Kore’eda: I’m from the outside, which means that I didn’t grow up with mingu. That’s why I wanted to start from learning about them. Whenever I visit a remote island, I make sure to go to the museum and resource center. My outsider perspective allows me to change the shape a little and add materials that traditional mingu would not use like weaving in cloth. I also make ganshina (a donut-shaped mingu used to stabilize the load people carry on their heads), baskets, and bags, in addition to kubaji and brooms.
Suzuki: The spirit of mingu is to make everyday necessities with ingredients you can get locally. With the change in distribution and lifestyles and the aging population, the number of mingu creators was decreasing rapidly and the craft had almost disappeared. However, now more young people have started making them, and it’s gradually starting to rebuild some steam.
Kore’eda: The workshop that Mr. Suzuki organized for craft creators was really informative. I learned about cost rates and sales routes.
Suzuki: People who make things tend to emphasize the creative process itself. With mingu, the process until you finally get to the creative part, such as going out to get the materials and drying and processing them, is very time-consuming. You need to think of labor costs, too. With handmade craftwork, if you are worried about money, that mentality also shows up in your creation. That’s why I want to create an environment where the creators can be economically stable and can just focus on creating. If we don’t create a situation where people can live by creating craftwork, including ceramics and textile dyeing, we also cannot pass down the craftwork culture. I think that combining fine art elements are also a good idea for that.
Kore’eda: In my case, I incorporate elements of fine art by using my own art in the displays. I’m starting to get more work for displays, which I think my experience as a stylist has come into play.
Suzuki: Ms. Kore’eda is a creator who is at the forefront of being futuristic, but I also want to honor and pass down the “orthodox” form of mingu where the people of the island make daily tools using materials available on the island.
――By the way, Mr. Suzuki, you have launched an original brand, haven’t you?
Suzuki: A professor at the Okinawa Prefectural University of Arts invited me to start it with 15 students. We use traditional patterns for the colors and motifs like hibiscus and bitter melon, the unique red tiles of buildings, and the shape of everyday tools, and then work out the details until we can turn it into a product. We are a design brand, delivering the designs themselves from Okinawa.
Kore’eda: What does Shimanone mean?
Suzuki: The “ne” of Shimanone is “root.” We design the root of nature, the culture, and the feelings of Okinawa that we want to preserve.

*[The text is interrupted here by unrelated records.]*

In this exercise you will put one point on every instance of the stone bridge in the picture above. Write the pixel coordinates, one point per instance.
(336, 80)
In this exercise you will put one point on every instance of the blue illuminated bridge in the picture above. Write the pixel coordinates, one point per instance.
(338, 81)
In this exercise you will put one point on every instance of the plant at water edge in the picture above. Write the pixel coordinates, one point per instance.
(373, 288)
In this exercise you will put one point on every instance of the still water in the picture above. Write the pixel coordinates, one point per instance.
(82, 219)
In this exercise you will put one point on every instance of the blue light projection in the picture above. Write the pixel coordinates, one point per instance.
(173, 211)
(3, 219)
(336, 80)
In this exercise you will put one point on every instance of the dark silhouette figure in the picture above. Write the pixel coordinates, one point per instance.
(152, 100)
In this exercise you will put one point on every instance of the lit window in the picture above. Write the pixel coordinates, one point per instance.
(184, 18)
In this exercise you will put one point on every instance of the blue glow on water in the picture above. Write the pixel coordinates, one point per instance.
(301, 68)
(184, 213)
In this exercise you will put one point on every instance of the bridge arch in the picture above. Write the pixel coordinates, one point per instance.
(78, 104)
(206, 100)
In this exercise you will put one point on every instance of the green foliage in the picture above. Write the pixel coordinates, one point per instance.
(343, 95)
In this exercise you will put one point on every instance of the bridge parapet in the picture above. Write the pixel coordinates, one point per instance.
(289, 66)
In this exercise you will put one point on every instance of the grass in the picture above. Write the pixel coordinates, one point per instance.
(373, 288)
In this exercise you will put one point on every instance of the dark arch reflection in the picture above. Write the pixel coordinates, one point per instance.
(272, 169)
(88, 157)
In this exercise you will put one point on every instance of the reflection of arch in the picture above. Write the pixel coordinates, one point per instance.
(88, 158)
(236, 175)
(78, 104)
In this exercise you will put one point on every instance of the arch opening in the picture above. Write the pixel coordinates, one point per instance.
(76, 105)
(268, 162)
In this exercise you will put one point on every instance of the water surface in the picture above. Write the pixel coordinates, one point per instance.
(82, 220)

This theme might be difficult to understand, but we are trying to adapt that into a more casual form of expression that we can use daily.
――I feel that the Okinawan motif is recreated in a pop style.
Suzuki: Still, I try not to pander too much to today’s tastes to sell. The ideal is to make Okinawa’s new designs become a software resource so that we can start drawing in money into Okinawa itself. In that sense, I think that craftwork and Shimanone have something in common at the core.
Kore’eda: Okinawa has its own unique culture and nature. It’s really important to make that our resource, too.
Suzuki: I think that that’s also the role of us people who’ve come from the outside. I hope that the people of Okinawa also notice the goodness of Okinawa they had been taking for granted because it has been so ubiquitous. At the shop in the airport terminal called “Dear Okinawa,” foreigners describe Shimanone items as “kawaii (cute)” and buy them.
Kore’eda: At a store in Nakijin that also sells my works, a person from Europe bought a large basket and went back home carrying it in her arms.
Suzuki: Craftwork is a way to actually feel the Okinawan culture and to start exploring it. Someday I would like to do a mingu summit in Okinawa with mingu collected from all over Asia.
Kore’eda: That sounds great. I would love to exhibit my work at that!